Ella volvió la cabeza hacia Freddie y entonces él la besó. Carla se le aferró con una pasión explosiva, la boca entreabierta, como si quisiera devorarle.
—Podría amarte[5], ¡maldito seas, Freddie!
—¡Por Dios, no podemos hacerlo aquí, estamos en el asiento de un coche! Carla, ya no somos niños.
—Freddie, lo estoy deseando, me consume. No me rechaces, bastardo. Tengo una reclamación pendiente. Aquella vez, cuando éramos un par de adolescentes, creí que estaba embarazada y mi padre me sacudió. Estás en deuda conmigo.
Se trasladaron al asiento posterior.

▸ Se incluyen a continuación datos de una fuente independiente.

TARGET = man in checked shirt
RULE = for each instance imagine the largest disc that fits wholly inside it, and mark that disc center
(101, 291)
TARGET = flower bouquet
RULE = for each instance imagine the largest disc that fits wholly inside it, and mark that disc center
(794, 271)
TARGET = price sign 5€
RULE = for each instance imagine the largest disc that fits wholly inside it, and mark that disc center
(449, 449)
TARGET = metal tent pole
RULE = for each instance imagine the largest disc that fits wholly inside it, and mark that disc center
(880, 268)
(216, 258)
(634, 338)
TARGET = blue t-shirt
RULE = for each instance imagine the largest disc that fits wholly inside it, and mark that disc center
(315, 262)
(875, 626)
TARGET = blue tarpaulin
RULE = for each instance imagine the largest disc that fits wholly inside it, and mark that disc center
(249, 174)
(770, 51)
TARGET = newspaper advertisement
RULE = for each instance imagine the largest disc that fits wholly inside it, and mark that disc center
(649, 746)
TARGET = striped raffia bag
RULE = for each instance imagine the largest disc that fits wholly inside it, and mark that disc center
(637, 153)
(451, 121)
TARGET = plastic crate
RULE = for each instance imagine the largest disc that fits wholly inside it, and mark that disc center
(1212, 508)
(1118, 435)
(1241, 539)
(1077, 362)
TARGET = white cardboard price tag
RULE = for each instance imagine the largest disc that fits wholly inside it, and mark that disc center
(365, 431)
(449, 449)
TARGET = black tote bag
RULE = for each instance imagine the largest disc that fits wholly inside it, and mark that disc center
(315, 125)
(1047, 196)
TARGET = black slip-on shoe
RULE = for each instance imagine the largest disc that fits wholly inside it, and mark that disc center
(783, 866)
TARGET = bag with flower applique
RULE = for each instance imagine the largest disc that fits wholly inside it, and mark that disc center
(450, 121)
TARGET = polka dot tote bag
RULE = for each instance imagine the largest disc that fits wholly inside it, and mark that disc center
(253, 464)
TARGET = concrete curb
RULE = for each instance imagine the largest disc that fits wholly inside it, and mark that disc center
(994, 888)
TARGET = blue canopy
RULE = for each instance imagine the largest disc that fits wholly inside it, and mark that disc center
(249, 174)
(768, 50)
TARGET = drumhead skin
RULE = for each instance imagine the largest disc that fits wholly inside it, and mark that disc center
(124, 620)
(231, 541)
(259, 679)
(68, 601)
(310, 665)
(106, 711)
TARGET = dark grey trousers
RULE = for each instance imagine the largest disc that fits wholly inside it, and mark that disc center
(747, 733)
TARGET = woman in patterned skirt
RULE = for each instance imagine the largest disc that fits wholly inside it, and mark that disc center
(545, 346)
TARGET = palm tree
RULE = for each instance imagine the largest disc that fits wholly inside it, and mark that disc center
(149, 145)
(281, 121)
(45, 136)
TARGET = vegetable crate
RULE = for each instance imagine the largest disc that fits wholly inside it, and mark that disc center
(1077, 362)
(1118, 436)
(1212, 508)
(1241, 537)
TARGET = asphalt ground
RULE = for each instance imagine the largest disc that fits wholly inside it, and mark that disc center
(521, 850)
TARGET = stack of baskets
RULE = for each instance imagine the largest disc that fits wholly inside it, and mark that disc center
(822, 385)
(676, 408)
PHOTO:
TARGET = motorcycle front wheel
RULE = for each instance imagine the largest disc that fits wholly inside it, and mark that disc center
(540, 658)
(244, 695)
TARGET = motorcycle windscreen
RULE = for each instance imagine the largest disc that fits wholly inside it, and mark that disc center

Después, mientras, con asombro, descubrían el entramado de sus nudos pasionales, Freddie la besó con dulzura.
—Tal vez si… —empezó.
Pero Carla lo interrumpió.
—Vamos, Freddie. No me hables de si tal vez te hubieras casado conmigo. No hubiera ido mejor de lo que ha ido con Sam. Peor aún. Nos hubiéramos hecho pedazos el uno al otro.